No cartaz do filme, está grifada a alcunha tudo está conectado. Uma verdadeira obra de arte, independente de seu segmento, tem o poder de fazer o verdadeiro apreciador refletir, tirar suas próprias interpretações sem invalidar a interpretação do artista. Me parece que esse fenômeno, o da reflexão plural, acontece em A Viagem. Repito a alcunha grifada no cartaz, tudo está conectado. Não seria essa conexão discursiva entre os temas trabalhados nas muitas narrativas incluídas no filme? Seria ela transcendental? Parafraseando Sonmi-451 novamente, Do útero ao túmulo, estamos todos ligados de uma forma ou outra. Somos ligados uns aos outros no presente, passado e futuro, a cada bondade e crime, nós damos vida ao futuro. Será que as ligações concretas entre os personagens das diferentes gerações é obra do destino ou do acaso? A verdade, como já diria Tom Hanks, é singular, suas versões são mentiras. Fiquem com suas interpretações, eu já tenho a minha. Sonmi deu a dica: damos vida ao futuro.
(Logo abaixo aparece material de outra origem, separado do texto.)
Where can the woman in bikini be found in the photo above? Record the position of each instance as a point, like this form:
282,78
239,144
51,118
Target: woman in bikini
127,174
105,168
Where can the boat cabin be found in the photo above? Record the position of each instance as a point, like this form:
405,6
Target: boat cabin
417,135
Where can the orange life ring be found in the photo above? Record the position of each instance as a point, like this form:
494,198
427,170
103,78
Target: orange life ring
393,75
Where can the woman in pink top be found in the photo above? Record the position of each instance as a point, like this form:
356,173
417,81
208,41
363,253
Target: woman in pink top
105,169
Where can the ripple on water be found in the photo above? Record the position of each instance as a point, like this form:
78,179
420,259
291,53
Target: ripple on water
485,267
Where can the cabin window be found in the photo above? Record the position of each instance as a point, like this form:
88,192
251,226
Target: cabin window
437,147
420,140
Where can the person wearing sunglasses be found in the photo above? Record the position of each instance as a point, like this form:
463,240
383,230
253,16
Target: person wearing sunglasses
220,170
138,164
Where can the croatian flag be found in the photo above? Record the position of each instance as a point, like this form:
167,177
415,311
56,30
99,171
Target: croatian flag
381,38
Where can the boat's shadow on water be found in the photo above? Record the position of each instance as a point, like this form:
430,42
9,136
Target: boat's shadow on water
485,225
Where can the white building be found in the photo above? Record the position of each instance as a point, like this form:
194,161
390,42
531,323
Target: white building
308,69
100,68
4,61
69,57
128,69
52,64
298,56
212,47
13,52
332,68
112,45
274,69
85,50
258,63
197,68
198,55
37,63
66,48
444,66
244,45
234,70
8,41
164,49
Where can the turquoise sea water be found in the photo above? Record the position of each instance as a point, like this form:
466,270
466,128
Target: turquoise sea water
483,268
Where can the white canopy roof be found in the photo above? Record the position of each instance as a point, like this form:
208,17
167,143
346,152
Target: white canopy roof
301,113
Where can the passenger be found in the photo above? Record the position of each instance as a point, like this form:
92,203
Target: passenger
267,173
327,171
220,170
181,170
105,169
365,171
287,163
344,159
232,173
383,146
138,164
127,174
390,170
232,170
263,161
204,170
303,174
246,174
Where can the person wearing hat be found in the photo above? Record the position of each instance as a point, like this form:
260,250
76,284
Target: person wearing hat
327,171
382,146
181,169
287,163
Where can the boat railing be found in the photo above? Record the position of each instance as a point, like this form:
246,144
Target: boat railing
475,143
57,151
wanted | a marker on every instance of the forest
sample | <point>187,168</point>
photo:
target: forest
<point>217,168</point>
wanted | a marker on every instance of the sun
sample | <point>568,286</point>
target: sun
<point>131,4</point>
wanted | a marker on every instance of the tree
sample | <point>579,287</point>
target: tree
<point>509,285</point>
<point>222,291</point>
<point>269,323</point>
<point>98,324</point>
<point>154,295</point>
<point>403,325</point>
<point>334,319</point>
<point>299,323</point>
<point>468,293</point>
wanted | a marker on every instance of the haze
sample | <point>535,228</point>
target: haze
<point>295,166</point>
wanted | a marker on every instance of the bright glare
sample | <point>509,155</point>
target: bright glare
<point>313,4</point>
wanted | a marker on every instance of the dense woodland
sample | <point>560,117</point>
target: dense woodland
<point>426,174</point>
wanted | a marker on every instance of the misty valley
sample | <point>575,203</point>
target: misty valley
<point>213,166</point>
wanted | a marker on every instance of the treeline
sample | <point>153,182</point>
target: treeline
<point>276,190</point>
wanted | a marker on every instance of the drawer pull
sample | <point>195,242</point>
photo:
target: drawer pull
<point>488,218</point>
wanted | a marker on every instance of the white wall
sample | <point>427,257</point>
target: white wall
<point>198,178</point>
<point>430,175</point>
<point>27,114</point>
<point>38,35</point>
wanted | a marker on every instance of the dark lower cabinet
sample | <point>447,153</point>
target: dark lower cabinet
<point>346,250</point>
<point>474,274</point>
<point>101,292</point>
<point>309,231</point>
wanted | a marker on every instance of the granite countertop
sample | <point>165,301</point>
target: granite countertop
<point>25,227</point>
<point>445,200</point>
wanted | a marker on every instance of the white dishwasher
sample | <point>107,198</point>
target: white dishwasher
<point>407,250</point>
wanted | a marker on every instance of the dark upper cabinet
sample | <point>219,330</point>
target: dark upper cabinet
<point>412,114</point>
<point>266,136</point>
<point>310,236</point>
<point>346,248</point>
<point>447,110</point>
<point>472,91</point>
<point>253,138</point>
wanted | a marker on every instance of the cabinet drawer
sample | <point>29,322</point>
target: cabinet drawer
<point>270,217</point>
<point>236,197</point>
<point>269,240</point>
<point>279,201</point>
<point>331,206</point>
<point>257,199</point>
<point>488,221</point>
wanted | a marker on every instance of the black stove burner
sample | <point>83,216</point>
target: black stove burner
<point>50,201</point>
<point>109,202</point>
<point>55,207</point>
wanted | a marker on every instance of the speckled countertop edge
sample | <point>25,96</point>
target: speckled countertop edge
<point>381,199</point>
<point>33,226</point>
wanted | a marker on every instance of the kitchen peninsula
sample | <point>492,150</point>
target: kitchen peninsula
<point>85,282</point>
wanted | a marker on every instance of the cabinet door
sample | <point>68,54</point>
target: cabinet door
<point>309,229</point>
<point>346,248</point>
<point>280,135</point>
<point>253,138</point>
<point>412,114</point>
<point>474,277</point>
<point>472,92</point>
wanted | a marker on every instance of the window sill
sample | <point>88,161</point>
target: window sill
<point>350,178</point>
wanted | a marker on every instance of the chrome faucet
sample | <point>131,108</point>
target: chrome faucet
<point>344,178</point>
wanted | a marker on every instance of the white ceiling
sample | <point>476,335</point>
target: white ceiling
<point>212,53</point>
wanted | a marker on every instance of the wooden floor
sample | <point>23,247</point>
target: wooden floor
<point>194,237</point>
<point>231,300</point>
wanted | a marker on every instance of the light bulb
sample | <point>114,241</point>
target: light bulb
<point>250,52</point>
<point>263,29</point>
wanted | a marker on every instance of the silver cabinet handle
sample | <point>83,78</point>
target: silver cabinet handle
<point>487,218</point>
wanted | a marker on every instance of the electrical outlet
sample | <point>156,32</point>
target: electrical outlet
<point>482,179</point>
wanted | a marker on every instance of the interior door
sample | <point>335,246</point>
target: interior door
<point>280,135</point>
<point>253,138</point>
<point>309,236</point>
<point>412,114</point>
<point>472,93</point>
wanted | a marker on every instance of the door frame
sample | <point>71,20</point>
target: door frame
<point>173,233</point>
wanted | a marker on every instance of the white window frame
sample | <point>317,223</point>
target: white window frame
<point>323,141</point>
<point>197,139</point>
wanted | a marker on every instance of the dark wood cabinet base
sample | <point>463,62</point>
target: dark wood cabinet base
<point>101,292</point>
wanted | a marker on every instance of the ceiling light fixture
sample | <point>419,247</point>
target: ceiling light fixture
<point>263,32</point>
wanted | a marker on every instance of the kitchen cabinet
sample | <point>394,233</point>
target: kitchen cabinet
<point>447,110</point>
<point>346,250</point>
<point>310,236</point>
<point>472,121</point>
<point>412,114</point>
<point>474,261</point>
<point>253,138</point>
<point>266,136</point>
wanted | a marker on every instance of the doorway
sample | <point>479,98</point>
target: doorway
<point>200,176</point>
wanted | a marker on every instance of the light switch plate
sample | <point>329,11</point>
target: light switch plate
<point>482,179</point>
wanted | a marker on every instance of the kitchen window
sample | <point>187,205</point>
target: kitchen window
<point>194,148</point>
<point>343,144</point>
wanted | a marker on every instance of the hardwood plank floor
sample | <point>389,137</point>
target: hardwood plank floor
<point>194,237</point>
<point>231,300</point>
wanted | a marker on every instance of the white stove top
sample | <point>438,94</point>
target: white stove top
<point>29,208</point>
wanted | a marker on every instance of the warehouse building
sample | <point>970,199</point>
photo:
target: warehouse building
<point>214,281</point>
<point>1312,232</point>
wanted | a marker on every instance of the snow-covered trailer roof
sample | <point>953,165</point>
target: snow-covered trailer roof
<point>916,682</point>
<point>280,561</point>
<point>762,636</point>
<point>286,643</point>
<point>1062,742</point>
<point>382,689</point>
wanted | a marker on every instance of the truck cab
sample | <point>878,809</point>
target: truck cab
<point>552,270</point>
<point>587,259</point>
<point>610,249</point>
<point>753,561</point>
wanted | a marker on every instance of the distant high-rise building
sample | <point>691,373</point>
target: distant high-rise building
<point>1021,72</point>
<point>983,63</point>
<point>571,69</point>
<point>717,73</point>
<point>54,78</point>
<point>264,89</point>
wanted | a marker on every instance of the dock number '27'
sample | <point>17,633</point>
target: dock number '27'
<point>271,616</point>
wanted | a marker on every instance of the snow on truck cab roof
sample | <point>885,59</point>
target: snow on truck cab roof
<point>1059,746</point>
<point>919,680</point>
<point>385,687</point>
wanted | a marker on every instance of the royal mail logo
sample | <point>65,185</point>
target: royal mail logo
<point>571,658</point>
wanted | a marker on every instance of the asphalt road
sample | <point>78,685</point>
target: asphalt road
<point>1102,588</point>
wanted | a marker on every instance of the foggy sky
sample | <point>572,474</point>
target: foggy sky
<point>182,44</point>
A Viagem é definitivamente um filme a frente de seu tempo. Não me restam dúvidas de que seu reconhecimento de público e crítica vingará como uma das suas ideologias de vanguarda… Retomando o diálogo de Sonmi com o Arquivista, pelo menos alguém já acredita nisso.
Observação: A técnica visual do filme é incrível, dos efeitos visuais à praticidade da maquiagem. Elogiar a técnica de direção dos Wachowski é redundância.